“It’s just us three from here on out,” I remember thinking as I stood in my kitchen and stared at the scruffy faces of my two cats. See, I was getting divorced and it was hard not to feel like a divorced old cat lady.
This person is a cliché for reason: they actually exist and now I was them. Here I was a gay man at 46 years old as my ex-husband went off with his new, younger boyfriend and I was left the consolation prize of these two felines. Oh, don’t get me wrong. They are delightful creatures and better than most people I know. It’s just that I never pictured myself here. Ten years sober and suddenly single. Yet that is precisely where I found myself this summer. If you would have told me this is where I would wind up when I was new to recovery in 2009, I might have rethought this whole getting sober thing. Instead of nonstop glitter and rainbows, this unexpected turn in sobriety was really hard and full of challenges. Plus, completely lacking in substances to help me take the edge off. What was even more daunting was the idea of returning to dating after being out of the game for over 9 years. The world of gay dating had changed since I took myself off the market. I had missed the advent of Grindr, Scruff and all of the other dating apps. Also, I was left with a surplus of time and nobody to come home to. How was I going to survive any of this without my old coping strategies (i.e. lots of drugs and alcohol)?
The answer in short was I wasn’t if I tried it alone. This didn’t mean hopping right into another relationship. Dear god. No. I knew as much as I problem that I have with drugs and alcohol, I had at least that much of a problem with relationships. Not only am I from a long line of folks with mental health challenges and substance use disorders, but codependency also runs in my family as well. This genetic jackpot meant if I knew what was good for me, I’d avoid love and drugs of any kind and run screaming to my therapist’s office, which is exactly what I did. The only man I saw with regularity was my therapist and I paid him to put up with me. Not that a similar arrangement couldn’t be found elsewhere but I kept it in the purely therapeutic lane. I meant not alone in the sense of not having any support. If sobriety has taught me anything, it’s that I can’t get through change or challenging times all by my lonesome. Therefore, in addition to my therapist, I leaned heavily on my other sober friends. In addition to late-night crying sessions and moments when I just needed someone to remind me to eat and take a shower, my sober support system help me see that I was eventually going to be okay but until then it was normal to not be okay too. Feeling all of my feelings, another horrible, icky thing I avoided when I was using, was key in this whole newly single thing. It was okay to feel heartbroken, to feel mad, to feel overwhelmed and bewildered by this newly single thing. Every person I talked to who had gone through a breakup had described the same rollercoaster of emotions. Every sober person I talked to about this, however, said something else: no person, no heartache no matter how bad it was worth losing my sobriety over. They were right and it wasn’t going to go down like that.

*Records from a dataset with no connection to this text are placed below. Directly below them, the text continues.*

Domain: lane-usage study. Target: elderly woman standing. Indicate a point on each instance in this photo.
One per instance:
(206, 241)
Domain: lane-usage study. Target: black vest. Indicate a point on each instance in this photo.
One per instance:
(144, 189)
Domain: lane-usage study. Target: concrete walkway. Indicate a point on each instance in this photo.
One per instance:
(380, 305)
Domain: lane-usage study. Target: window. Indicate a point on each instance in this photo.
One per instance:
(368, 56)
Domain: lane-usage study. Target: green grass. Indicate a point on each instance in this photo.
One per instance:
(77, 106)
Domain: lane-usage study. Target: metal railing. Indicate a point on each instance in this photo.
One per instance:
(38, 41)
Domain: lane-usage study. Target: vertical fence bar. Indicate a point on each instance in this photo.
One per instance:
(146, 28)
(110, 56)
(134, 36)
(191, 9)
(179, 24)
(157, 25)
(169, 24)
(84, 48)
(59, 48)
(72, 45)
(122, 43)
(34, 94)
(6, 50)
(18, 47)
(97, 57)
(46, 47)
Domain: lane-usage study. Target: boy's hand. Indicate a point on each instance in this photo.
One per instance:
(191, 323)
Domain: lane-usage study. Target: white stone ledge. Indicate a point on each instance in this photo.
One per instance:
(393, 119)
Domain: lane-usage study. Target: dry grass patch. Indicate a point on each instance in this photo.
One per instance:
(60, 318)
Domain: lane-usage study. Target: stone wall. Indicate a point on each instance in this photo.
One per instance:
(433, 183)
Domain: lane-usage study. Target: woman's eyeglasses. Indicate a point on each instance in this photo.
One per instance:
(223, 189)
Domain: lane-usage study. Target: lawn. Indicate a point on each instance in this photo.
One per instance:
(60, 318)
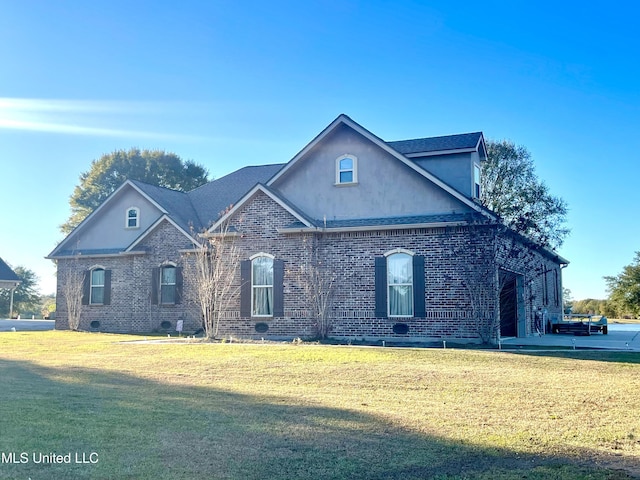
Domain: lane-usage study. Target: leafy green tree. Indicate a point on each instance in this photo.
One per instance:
(106, 174)
(25, 298)
(511, 188)
(624, 289)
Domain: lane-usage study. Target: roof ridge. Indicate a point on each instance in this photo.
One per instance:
(479, 132)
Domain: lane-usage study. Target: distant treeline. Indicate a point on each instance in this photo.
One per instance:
(598, 307)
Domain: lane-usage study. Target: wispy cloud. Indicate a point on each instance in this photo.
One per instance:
(86, 117)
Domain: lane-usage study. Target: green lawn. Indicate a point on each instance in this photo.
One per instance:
(283, 411)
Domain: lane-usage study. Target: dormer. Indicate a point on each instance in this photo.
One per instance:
(455, 159)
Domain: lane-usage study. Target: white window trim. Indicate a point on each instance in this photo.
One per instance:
(253, 286)
(399, 250)
(126, 218)
(476, 167)
(354, 170)
(413, 307)
(92, 286)
(160, 284)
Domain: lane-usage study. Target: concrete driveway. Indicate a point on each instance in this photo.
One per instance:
(26, 325)
(620, 337)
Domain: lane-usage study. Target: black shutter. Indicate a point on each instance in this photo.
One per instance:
(381, 287)
(155, 286)
(278, 288)
(107, 288)
(245, 288)
(179, 283)
(419, 309)
(86, 287)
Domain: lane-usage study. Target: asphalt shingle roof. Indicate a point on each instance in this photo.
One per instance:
(435, 144)
(213, 198)
(393, 221)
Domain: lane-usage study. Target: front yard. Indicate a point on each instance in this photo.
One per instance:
(283, 411)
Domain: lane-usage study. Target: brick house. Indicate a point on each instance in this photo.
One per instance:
(398, 225)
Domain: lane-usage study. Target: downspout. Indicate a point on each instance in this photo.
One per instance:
(11, 302)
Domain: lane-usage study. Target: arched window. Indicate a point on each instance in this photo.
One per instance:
(132, 219)
(96, 292)
(400, 284)
(346, 170)
(262, 286)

In a lot of ways, being newly single is like being newly sober. When I was new to recovery, much of what I faced was just trying to do this whole life thing without drugs and alcohol. My breakup has felt the same. The comfort, the thing I relied on, the fuel for my day-to-day life was no longer. I would have to figure out how to navigate life without it. Much like when booze and drugs had been gone for a while, I also started to realize how my old relationship wasn’t serving me. So here I am without my relationship and drugs and alcohol and in uncharted waters and you know what? It’s kind of incredible. Sure, sure it sucks being a 46-year-old sober gay man being single in a youth-obsessed culture but it sucks more being stuck in a marriage that wasn’t working. I now got the opportunity to find out who I am without out him like I did when I said goodbye to substances. What did I even like? Did I even want another relationship? Who was I? Turns out, I’m pretty awesome. I am incredible company and recovery helped me figure that out in the first place. I like going to dinner and movies by myself. I like having plans with friends and not coming home at any specific time. It wasn’t some sad-ass cat lady existence because I liked myself and for what it’s worth, as my cats very much too.

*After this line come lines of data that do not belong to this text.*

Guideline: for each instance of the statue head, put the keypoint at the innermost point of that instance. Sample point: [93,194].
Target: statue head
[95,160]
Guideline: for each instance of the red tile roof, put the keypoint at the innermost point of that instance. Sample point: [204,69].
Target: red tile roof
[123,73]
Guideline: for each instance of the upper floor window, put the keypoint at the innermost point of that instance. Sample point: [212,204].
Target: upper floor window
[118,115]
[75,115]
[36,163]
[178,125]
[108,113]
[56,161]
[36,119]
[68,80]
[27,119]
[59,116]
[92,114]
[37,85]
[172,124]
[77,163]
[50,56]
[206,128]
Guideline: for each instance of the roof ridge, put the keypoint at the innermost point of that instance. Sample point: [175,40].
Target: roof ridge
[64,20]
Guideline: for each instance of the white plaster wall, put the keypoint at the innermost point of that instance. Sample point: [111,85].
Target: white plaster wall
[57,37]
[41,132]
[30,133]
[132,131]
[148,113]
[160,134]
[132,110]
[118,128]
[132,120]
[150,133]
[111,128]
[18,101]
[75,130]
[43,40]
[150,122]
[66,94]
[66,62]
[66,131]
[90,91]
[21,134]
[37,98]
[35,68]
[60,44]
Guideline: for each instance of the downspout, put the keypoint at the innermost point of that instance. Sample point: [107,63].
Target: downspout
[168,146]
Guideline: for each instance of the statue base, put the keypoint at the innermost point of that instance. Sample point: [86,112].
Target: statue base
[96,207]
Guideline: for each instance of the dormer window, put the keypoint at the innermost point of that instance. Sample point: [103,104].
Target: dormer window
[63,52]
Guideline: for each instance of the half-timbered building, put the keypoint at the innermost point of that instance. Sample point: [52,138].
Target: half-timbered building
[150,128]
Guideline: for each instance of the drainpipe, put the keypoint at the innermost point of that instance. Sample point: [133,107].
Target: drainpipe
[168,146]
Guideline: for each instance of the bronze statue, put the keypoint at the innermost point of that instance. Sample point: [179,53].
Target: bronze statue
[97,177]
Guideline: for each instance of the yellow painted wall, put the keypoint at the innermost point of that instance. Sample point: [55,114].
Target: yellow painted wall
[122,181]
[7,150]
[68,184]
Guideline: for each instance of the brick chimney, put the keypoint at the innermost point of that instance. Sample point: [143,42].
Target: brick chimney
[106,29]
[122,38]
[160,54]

Last week, I woke up with the two scruffy aforementioned faces on my bed. It was just us and it was okay. Better than okay. I felt grateful to be on the other side of the bulk of all the sadness and chaos that a breakup brings. Oh, of course, newly single life still scares the hell out of me and I feel lonely and sad on a regular basis. There are still a lot of mechanical pieces in play about this divorce which have unknown and potentially stressful outcomes. But oddly none of it matters. Recovery prepared me for the idea that everything changes and that as long as I didn’t pick up a drink or use I would be okay. Sober with cats beats drunk and in a relationship any day of the week. Plus I never have to worry about my cats leaving me for someone younger.